After struggling to make much of an impact in non-conference play — USC’s upset of Tennessee was the conference’s lone signature win — the Pac-10 hasn’t done itself many favors in recent weeks. Not a single Pac-10 team got so much as one vote in this week’s Top 25 poll, and the conference ranks eighth in terms of RPI, right there between the Mountain West and Missouri Valley.
“With the graduations and early departures, it’s become a young conference,” Oregon coach Ernie Kent said. “It’s a conference that’s gotten better as we’ve started to play.
“Everyone says it’s a down conference — well, it’s down because all the upper-level players left in the last couple years. … When you’ve got young players, you’re going to deal with inconsistency.”
If there is a pleasant surprise in the conference, it is first-place Arizona. The Wildcats (12-9 overall, 6-3 in the Pac-10) went 6-6 during non-conference play, due in large part to the retirement of longtime head coach Lute Olson, the NBA early entries of Jordan Hill and Chase Budinger, and the decisions by U of A recruits Mike Moser and Abdul Gaddy to opt out of verbal commitments and attend other schools within the conference.
And yet Arizona is off to a surprising start that included Saturday’s upset of fellow Pac-10 leader Cal.
“On one hand, I am surprised,” said Miller, whose Wildcats will be at Hec Edmundson Pavilion to face UW on Thursday night. “On the other hand, if you check the history of conference races, and you check at the halfway point, there are some teams at the top that finish near the bottom. There are those teams that, for whatever reason, haven’t put it together yet, and they end up near the top.”

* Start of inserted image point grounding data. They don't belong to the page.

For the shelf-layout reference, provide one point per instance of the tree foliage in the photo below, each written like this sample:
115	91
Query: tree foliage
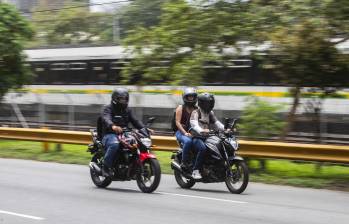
14	31
187	37
261	119
143	13
190	34
75	25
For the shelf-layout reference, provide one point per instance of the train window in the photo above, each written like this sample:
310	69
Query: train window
40	67
212	64
160	64
59	66
77	66
238	63
118	64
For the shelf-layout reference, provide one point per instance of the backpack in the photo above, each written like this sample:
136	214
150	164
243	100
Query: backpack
173	121
99	128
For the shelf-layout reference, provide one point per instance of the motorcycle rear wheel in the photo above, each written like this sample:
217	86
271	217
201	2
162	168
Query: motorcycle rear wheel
99	180
149	179
237	183
182	181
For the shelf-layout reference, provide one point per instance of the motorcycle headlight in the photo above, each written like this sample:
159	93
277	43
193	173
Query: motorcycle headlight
234	143
146	142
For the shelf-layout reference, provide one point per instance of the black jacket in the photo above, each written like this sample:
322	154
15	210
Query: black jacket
109	119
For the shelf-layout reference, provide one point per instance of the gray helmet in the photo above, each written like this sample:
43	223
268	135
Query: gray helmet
190	92
206	102
119	98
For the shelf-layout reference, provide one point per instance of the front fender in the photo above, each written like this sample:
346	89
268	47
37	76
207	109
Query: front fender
146	155
236	158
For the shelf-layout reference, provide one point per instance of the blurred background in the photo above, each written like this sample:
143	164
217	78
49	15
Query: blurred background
279	66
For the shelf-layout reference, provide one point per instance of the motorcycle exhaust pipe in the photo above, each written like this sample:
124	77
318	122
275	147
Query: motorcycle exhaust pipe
175	165
95	167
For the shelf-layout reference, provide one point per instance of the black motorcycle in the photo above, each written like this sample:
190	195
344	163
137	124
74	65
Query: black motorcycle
221	164
135	161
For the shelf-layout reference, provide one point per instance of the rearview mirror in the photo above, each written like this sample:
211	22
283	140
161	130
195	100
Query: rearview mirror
226	123
150	120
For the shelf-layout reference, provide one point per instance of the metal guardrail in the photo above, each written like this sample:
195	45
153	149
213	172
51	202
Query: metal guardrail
258	149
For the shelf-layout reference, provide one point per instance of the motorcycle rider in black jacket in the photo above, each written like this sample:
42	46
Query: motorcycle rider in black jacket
201	120
115	117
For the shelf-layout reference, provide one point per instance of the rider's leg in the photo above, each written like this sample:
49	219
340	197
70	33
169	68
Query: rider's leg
187	143
200	146
112	145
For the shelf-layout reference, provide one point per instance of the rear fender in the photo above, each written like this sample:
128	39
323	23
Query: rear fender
146	155
236	158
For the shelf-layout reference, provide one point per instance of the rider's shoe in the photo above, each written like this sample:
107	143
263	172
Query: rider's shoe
196	175
185	167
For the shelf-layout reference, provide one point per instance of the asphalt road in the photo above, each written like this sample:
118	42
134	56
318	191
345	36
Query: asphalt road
38	192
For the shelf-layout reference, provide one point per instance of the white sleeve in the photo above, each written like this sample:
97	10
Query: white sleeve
217	123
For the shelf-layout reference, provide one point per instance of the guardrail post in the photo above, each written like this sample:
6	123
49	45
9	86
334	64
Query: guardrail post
59	147
45	145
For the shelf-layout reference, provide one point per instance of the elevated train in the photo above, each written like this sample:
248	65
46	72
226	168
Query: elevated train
103	65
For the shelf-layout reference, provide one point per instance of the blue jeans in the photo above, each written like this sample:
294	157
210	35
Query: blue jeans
112	145
200	147
187	143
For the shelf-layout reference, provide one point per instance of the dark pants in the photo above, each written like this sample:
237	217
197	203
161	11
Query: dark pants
187	143
112	145
200	147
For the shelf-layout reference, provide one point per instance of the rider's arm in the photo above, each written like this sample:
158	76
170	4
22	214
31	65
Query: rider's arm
194	122
179	110
136	123
216	122
107	117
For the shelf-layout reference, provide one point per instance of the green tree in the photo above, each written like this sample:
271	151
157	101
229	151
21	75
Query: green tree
143	13
303	48
14	31
261	119
187	37
75	25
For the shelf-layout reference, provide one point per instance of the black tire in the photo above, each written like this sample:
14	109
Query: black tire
149	179
99	180
240	174
182	181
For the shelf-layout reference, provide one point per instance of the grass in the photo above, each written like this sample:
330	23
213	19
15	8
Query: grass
280	172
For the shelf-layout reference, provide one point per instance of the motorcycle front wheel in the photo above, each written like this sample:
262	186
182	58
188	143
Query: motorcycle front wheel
148	178
99	180
238	180
182	181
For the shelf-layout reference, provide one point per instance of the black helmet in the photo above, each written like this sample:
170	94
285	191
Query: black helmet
206	102
188	92
119	98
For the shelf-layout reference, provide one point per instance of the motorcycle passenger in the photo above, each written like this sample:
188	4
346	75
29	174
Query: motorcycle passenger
201	120
183	113
115	116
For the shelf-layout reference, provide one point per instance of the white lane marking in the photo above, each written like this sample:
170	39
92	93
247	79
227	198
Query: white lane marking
200	197
21	215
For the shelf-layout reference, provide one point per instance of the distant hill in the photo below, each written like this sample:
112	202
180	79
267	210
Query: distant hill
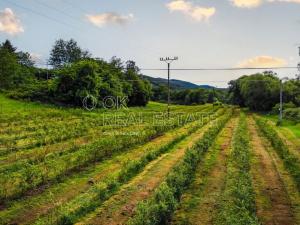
175	84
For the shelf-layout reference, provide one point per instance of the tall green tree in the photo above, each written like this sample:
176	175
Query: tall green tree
66	52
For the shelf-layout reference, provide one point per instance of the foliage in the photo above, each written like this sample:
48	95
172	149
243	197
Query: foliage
238	199
261	91
258	91
66	52
292	114
291	162
159	208
74	76
190	96
76	81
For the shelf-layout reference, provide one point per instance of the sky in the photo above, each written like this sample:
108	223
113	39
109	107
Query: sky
202	33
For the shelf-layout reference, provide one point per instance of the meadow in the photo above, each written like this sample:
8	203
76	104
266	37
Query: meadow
205	164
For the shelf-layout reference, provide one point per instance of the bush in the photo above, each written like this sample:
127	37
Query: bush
291	162
292	114
159	208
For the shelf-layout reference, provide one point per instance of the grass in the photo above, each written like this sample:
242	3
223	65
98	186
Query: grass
290	125
159	208
237	205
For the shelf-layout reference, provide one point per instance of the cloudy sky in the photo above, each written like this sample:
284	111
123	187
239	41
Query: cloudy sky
202	33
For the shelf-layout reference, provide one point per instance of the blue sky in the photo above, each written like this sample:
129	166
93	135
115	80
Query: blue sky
202	33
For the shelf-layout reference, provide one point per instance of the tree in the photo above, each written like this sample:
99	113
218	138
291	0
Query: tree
140	91
25	59
77	81
66	52
258	91
8	46
9	67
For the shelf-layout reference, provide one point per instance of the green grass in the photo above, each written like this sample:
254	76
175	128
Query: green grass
237	203
290	125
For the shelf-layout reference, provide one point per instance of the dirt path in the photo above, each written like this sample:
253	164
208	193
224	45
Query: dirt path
198	204
272	201
60	194
120	207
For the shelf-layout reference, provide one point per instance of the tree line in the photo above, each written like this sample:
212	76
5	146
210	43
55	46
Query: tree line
74	74
261	91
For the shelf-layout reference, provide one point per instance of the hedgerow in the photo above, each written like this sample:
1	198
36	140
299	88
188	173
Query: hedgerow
238	199
55	166
87	202
159	208
291	162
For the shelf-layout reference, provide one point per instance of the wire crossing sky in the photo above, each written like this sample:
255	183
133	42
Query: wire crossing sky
202	33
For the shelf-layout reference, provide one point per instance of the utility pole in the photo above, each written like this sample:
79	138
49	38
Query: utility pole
299	64
169	60
281	99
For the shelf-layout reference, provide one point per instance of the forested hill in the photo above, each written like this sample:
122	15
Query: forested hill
174	84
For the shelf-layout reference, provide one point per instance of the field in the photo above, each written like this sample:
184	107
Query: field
204	165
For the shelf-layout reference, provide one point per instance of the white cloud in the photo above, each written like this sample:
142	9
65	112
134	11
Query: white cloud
36	57
262	61
197	13
9	23
246	3
101	20
256	3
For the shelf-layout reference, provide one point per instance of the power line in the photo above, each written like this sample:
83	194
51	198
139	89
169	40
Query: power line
41	14
221	69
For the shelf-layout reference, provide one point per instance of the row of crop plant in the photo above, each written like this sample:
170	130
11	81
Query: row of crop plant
159	208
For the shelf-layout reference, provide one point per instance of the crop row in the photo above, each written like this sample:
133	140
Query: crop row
159	208
101	191
38	155
55	166
291	162
238	199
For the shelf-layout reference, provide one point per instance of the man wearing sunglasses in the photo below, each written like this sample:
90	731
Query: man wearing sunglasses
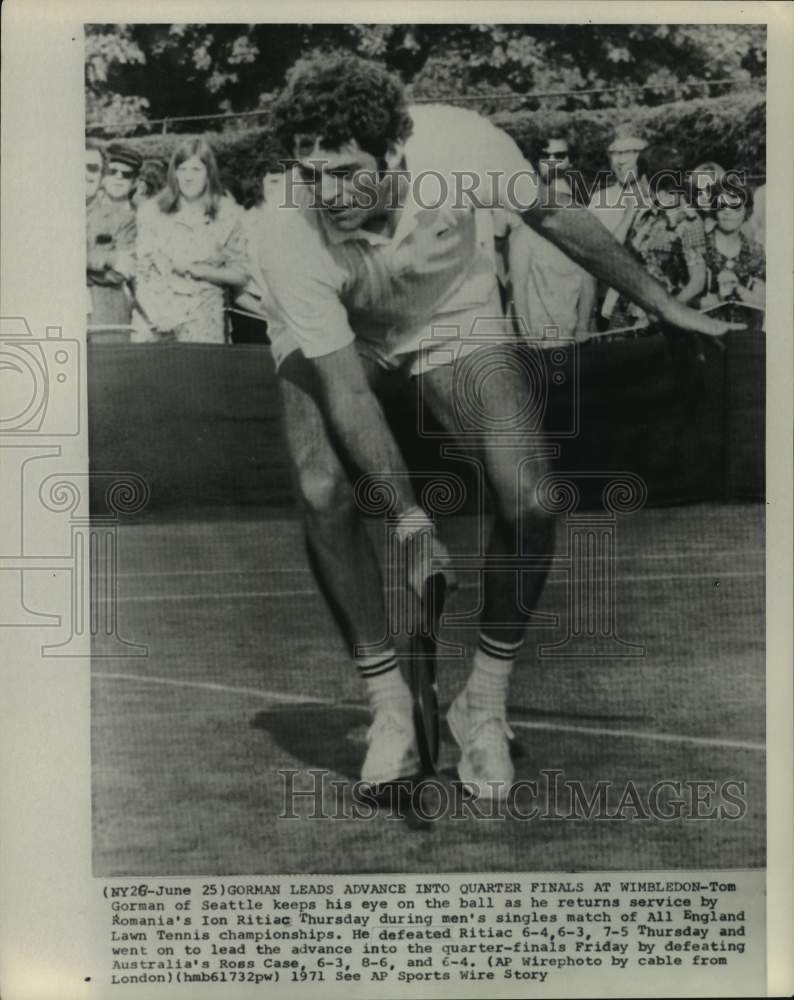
111	233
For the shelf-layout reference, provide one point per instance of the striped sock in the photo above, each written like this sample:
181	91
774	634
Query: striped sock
486	689
384	681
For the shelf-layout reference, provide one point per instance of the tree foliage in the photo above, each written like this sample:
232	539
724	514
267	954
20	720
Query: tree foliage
154	71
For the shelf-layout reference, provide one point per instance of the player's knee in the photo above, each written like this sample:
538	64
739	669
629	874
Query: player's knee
323	492
520	504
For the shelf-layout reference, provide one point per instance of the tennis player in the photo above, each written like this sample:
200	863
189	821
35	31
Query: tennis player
380	247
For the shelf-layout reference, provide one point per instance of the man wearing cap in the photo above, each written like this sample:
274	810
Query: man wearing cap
607	204
111	234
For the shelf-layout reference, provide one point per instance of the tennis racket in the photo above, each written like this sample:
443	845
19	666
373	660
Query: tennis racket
422	672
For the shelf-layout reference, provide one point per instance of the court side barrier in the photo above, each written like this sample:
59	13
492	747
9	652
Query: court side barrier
201	422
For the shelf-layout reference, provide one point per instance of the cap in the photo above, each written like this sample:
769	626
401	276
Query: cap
118	153
627	139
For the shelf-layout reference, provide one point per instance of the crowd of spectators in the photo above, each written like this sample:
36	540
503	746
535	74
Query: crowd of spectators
166	245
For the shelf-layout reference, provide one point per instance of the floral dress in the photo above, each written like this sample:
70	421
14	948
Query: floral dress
666	247
748	265
192	309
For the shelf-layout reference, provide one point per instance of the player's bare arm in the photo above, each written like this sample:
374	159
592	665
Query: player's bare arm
585	240
359	424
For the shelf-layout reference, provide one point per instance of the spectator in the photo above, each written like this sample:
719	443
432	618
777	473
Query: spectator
703	179
553	297
669	243
607	204
110	235
735	263
755	227
151	181
191	248
554	161
94	164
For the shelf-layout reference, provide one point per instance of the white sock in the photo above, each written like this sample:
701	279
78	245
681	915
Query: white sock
486	689
384	681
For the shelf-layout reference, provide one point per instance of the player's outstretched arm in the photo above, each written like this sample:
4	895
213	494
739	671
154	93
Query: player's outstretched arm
582	237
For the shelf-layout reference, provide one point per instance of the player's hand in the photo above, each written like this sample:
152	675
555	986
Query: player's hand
692	321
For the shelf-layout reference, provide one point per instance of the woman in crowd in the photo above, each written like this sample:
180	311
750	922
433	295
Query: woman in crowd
664	237
191	248
735	263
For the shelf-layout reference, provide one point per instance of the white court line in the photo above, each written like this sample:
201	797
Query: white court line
221	595
297	699
737	554
641	734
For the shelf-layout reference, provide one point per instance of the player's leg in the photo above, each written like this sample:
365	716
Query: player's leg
512	469
347	568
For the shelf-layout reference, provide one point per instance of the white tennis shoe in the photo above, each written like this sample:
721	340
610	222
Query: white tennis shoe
392	752
485	768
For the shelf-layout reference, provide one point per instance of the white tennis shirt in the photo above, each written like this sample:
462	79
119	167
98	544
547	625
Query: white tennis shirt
331	287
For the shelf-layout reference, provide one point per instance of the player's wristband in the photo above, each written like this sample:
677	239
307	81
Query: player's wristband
412	522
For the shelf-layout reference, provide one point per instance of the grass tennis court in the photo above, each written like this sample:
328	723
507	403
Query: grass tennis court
246	674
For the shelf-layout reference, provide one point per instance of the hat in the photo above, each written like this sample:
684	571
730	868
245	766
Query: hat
117	153
626	139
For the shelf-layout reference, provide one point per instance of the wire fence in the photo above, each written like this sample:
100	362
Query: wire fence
692	88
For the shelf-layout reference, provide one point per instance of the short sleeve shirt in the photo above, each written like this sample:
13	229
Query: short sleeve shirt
332	286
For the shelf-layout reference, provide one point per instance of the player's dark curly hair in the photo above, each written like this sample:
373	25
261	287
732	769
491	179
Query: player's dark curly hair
339	97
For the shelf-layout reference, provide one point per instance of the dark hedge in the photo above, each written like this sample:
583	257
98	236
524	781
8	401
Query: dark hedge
729	129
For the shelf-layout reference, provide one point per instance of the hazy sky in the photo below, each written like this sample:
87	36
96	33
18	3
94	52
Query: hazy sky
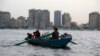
78	9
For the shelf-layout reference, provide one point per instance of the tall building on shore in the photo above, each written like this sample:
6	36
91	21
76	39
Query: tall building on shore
39	18
45	19
66	20
5	19
31	18
57	18
21	22
94	20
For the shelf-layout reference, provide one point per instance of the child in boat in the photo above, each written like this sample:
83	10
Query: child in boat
55	34
36	34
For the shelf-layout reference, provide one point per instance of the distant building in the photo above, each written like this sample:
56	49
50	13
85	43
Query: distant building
73	25
94	20
31	18
39	19
57	18
5	19
21	22
66	20
45	19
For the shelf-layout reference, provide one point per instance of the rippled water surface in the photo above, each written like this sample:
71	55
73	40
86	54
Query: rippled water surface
88	44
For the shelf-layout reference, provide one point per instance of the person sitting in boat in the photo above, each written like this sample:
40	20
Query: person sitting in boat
55	34
36	34
29	35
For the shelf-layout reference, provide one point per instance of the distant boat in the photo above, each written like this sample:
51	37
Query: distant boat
62	42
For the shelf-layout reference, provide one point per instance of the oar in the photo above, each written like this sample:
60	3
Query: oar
31	39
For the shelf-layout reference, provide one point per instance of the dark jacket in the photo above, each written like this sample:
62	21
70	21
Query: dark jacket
37	34
55	35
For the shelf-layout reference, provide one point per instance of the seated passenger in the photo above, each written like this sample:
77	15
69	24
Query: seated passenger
36	34
55	34
29	35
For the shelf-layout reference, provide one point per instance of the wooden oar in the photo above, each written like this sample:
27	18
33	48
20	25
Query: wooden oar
32	39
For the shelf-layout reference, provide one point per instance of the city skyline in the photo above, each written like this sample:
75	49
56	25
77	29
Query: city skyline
79	10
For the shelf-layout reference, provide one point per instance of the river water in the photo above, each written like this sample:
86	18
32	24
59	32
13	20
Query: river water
88	44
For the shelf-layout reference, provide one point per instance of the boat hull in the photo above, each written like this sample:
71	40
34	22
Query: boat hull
51	42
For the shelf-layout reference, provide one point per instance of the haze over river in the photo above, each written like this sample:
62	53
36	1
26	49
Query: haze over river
88	44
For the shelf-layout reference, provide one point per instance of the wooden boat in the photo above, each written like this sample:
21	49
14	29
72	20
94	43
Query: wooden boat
62	42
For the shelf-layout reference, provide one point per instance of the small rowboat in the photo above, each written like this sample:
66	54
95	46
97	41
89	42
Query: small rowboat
62	42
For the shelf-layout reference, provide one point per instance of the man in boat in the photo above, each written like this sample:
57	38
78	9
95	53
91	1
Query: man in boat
55	34
29	35
36	34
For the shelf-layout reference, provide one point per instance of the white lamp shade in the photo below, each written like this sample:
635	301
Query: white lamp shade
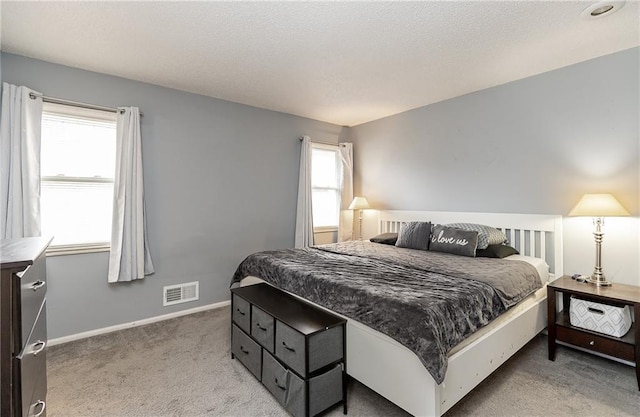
598	205
359	203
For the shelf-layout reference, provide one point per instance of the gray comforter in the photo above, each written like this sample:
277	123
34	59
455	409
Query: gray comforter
427	301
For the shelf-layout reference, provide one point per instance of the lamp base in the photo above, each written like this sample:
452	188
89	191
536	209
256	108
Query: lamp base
598	280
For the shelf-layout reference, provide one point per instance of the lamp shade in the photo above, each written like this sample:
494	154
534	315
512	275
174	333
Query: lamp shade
598	205
359	203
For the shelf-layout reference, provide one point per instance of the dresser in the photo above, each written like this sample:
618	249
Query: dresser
294	348
23	327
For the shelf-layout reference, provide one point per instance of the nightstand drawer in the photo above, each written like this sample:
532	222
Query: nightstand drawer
596	343
262	327
247	351
241	313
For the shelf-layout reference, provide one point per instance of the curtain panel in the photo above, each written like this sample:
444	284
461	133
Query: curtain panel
20	127
345	229
304	213
130	258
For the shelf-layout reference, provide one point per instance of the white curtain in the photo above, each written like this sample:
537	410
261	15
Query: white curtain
130	258
20	127
345	230
304	214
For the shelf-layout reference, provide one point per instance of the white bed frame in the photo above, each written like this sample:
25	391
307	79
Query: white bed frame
396	373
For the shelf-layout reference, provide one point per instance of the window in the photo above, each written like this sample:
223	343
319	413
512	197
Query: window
326	178
77	174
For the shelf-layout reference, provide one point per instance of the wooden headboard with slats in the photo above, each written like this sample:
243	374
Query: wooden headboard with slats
536	235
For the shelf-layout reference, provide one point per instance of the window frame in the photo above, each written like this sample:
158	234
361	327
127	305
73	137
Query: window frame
92	115
338	189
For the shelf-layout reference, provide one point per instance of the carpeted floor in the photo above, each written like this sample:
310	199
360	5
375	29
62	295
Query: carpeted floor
182	367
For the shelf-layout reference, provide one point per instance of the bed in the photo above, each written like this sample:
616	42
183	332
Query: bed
397	373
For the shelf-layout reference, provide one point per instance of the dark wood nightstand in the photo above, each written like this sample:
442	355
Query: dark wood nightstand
560	328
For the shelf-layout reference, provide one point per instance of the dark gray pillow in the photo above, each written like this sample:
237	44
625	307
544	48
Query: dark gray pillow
452	240
385	238
414	235
487	235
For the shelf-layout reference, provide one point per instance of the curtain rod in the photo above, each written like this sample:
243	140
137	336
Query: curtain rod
301	138
55	100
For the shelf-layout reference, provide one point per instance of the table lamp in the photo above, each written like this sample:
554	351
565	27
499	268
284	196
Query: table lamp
598	206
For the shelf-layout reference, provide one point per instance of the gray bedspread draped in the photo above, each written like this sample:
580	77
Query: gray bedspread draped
427	301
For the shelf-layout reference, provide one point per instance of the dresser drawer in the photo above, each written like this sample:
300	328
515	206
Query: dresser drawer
325	390
262	327
32	291
241	313
596	343
247	351
325	347
31	362
285	386
38	399
290	347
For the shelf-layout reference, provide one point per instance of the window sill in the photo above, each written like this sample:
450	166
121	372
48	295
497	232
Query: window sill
61	250
325	229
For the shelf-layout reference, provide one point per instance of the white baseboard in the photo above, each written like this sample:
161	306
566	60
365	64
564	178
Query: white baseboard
104	330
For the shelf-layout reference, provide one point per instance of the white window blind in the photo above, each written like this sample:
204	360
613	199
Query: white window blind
326	178
77	174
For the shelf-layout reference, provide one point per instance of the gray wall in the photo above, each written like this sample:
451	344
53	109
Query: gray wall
220	183
530	146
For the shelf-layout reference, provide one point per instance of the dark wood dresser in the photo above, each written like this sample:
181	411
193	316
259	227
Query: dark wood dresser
23	327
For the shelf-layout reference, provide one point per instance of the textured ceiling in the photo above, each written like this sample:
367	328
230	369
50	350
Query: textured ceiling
340	62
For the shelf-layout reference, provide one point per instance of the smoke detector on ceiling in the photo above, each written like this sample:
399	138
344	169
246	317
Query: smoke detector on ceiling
601	9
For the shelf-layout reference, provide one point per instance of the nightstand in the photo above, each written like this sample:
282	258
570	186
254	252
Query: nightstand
560	328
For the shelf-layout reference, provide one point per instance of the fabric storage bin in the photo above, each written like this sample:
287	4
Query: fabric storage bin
608	319
324	390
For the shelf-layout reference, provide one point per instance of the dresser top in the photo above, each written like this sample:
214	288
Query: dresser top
294	312
21	252
616	292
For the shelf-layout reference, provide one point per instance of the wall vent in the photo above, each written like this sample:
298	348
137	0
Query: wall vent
181	293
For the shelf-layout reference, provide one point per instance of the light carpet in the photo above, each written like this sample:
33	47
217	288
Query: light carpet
183	367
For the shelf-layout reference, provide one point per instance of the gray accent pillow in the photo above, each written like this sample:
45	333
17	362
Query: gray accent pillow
487	235
496	251
455	241
414	235
385	238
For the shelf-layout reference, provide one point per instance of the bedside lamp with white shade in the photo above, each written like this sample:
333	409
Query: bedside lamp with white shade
359	203
598	206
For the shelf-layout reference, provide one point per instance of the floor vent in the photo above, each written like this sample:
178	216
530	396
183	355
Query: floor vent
181	293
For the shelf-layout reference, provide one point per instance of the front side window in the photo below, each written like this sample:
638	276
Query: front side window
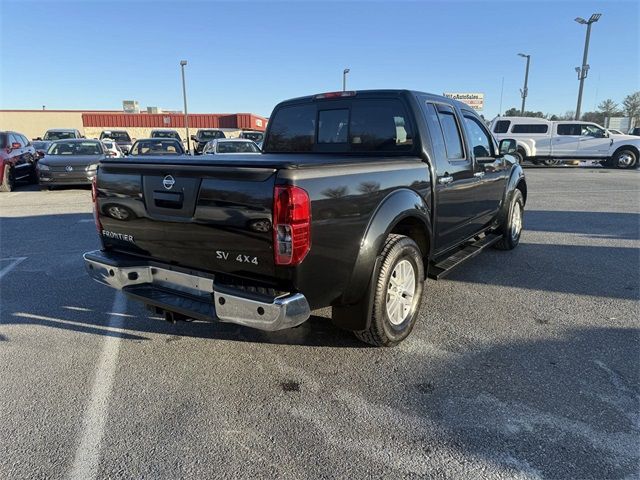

The biggest disappointment on the other end of the spectrum is a toss-up between Oregon State and UW. The Beavers entered this season with as high of expectations as they’ve had in years after returning most of the same team from last year’s 7-11 squad, but they’ve struggled out of the gates and fallen to the bottom of the conference.
The Huskies haven’t lived up to expectations, either, despite several dominating wins at home. UW spent most of the non-conference season as the conference’s lone representative in the national rankings, only to lost three of their first four Pac-10 games.
The hard part about playing in the Pac-10 this season is that a conference title might be the only way to earn an NCAA bid.
The good part? Halfway through conference play, no one is out of the running.
“It’s a relief,” UW’s Romar said. “It’s a relief that there’s still life at the end of the tunnel, and we can take care of business.”